Miniaturki wstawiane w treść posta są automatycznie skalowane tak, by mieć wysokość 16 pikseli. Skalowanie jest proporcjonalne, więc szerokość miniaturki będzie wartością wynikową.
Skrypt wyławia również oznaczenia znaków łączonych, np. C-13/16, B-3/4/10.

W razie uwag czy znalezionych błędów, odpowiadajcie w tym wątku.
Najnowsza wersja skryptu: *1.4.1 (LA02)*
Skrypt przetestowany w następujących konfiguracjach:
- Firefox (v69.0.1) + Greasemonkey (v4.3)
- Chrome (v77.0.3865.90) + Tampermonkey (v4.6)
- Opera (v63.0.3368.94) + Tampermonkey (v4.2.5291)


----------



## Kpc21

Dla mnie te kody to cały czas egzotyka, kojarzę tylko że A-7 to (chyba) "ustąp pierwszeństwa przejazdu".

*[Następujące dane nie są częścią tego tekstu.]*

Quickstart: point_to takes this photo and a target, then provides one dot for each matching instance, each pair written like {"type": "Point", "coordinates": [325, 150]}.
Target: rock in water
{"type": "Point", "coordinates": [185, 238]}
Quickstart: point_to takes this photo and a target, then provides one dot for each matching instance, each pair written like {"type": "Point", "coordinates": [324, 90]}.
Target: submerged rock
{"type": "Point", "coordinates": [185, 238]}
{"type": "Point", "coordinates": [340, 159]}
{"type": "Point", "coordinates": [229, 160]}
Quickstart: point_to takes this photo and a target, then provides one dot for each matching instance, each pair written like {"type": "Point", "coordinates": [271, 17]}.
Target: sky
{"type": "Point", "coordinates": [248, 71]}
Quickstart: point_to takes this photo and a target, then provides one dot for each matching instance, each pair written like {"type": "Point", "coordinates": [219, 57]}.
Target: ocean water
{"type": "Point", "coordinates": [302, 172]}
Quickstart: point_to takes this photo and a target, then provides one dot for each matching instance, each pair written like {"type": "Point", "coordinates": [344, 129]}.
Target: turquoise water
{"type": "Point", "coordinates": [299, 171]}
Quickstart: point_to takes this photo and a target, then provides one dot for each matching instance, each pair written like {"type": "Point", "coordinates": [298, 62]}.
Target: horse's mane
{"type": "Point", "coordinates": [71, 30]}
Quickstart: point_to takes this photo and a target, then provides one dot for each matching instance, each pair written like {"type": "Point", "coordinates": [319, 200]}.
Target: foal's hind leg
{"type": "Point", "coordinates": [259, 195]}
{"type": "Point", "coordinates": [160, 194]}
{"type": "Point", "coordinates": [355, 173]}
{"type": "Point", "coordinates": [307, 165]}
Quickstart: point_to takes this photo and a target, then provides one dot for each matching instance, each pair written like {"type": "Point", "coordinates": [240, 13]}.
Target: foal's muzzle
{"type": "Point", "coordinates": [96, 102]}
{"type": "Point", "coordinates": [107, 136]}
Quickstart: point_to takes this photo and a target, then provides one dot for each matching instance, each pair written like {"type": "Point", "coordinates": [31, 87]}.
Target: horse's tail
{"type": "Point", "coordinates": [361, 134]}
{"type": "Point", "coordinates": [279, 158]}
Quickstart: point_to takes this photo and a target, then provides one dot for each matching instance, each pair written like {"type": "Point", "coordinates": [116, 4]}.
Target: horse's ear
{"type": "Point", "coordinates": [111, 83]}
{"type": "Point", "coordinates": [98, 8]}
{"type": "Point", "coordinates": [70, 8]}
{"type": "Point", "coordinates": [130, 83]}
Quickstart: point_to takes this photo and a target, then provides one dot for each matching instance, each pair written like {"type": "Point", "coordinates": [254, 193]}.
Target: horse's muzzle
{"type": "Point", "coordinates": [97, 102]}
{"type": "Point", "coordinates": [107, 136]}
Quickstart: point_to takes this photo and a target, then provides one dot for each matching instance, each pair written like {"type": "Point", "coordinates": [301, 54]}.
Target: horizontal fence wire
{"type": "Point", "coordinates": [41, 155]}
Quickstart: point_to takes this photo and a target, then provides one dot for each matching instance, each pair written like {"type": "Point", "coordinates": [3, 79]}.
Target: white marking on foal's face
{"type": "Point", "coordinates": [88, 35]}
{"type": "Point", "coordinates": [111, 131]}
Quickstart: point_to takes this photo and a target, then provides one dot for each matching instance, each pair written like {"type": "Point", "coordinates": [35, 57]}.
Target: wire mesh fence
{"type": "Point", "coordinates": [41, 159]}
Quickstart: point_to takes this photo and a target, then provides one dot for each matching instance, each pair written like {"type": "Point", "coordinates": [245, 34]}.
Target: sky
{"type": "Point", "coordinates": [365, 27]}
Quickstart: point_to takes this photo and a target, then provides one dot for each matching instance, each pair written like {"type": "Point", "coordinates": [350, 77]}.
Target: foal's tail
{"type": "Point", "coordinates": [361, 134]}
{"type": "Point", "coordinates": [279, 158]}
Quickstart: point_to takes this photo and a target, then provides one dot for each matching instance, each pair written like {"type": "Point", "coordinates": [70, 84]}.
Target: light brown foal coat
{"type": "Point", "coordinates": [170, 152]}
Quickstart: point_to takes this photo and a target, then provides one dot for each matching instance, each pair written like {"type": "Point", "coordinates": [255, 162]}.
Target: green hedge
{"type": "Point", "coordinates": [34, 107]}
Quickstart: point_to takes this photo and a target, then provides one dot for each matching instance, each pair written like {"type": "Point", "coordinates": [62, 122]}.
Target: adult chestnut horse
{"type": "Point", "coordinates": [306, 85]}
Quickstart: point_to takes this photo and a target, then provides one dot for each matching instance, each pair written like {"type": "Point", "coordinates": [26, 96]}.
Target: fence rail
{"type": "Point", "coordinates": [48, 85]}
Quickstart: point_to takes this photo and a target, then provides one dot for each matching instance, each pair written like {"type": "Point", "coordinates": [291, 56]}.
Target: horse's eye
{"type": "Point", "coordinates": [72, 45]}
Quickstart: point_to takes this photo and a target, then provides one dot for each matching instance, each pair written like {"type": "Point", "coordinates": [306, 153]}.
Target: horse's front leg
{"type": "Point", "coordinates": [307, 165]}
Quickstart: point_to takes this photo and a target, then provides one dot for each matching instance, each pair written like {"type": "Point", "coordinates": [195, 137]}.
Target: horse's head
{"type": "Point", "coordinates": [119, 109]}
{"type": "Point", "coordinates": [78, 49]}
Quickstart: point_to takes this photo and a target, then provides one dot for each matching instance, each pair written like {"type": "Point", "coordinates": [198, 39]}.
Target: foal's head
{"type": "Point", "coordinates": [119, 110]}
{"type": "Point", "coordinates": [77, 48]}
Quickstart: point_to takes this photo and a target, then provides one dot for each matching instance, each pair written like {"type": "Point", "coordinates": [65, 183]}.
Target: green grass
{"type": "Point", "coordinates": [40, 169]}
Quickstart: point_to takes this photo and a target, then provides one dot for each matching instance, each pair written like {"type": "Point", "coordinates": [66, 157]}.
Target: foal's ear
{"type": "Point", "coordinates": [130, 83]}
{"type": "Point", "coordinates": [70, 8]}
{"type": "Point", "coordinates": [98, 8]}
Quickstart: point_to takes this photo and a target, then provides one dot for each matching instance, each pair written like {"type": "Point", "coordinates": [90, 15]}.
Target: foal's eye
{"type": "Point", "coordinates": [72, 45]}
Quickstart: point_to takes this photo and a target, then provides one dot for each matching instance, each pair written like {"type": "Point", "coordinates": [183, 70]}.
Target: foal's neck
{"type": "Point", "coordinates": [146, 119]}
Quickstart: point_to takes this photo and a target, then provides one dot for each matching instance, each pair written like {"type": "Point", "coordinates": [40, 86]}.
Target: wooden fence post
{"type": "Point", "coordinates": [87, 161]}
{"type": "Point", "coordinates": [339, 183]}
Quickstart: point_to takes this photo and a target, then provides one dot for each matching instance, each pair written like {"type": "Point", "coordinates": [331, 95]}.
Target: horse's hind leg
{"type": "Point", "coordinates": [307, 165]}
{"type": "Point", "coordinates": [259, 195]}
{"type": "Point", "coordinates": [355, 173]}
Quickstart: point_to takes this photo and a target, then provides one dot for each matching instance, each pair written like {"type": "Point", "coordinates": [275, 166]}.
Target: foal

Skrypt na pewno przydatny, choć jeszcze lepiej byłoby, gdyby dyskutujący w tych wątkach używali nazw znaków, a nie ich kodów z PoRD znanych tylko im.


----------



## fatalbomb

*Aktualizacja - wersja 1.1 (F903)*

Zmiany w najnowszej wersji:

Dodane brakujące znaki z serii T (od T-24 do T-34)
Dodane znaki szlaków rowerowych serii R (od R-1 do R-4e)
Dodane znaki dla kierujących pojazdami wojskowymi serii W (od W-1 do W-7)
Dodane mapowanie znaku E-15 na E-15a

Jeżeli skrypt nie zaktualizował się automatycznie, należy zrobić to ręcznie:

Z menu wtyczki Greasemonkey wybieramy pozycję *Zarządzaj skryptami*
Klikamy prawym klawiszem myszy na nazwie skryptu i wybieramy opcję *Znajdź aktualizacje*. Jeżeli jednak ręcznie modyfikowaliśmy skrypt, opcja ta będzie niedostępna, zamiast tego odblokowana będzie pozycja *Forced find updates*. Wybieramy ją i potwierdzamy chęć porzucenia naszych lokalnych zmian.
Aktualizacja potwierdzona zostanie odpowiednim komunikatem.


----------



## bloniaq_s8

fatalbomb said:


> *) do przeglądarek Google Chrome oraz *Opera* istnieją podobne wtyczki: Tampermonkey oraz *Violentmonkey*. Jeszcze ich nie testowałem na tych przeglądarkach.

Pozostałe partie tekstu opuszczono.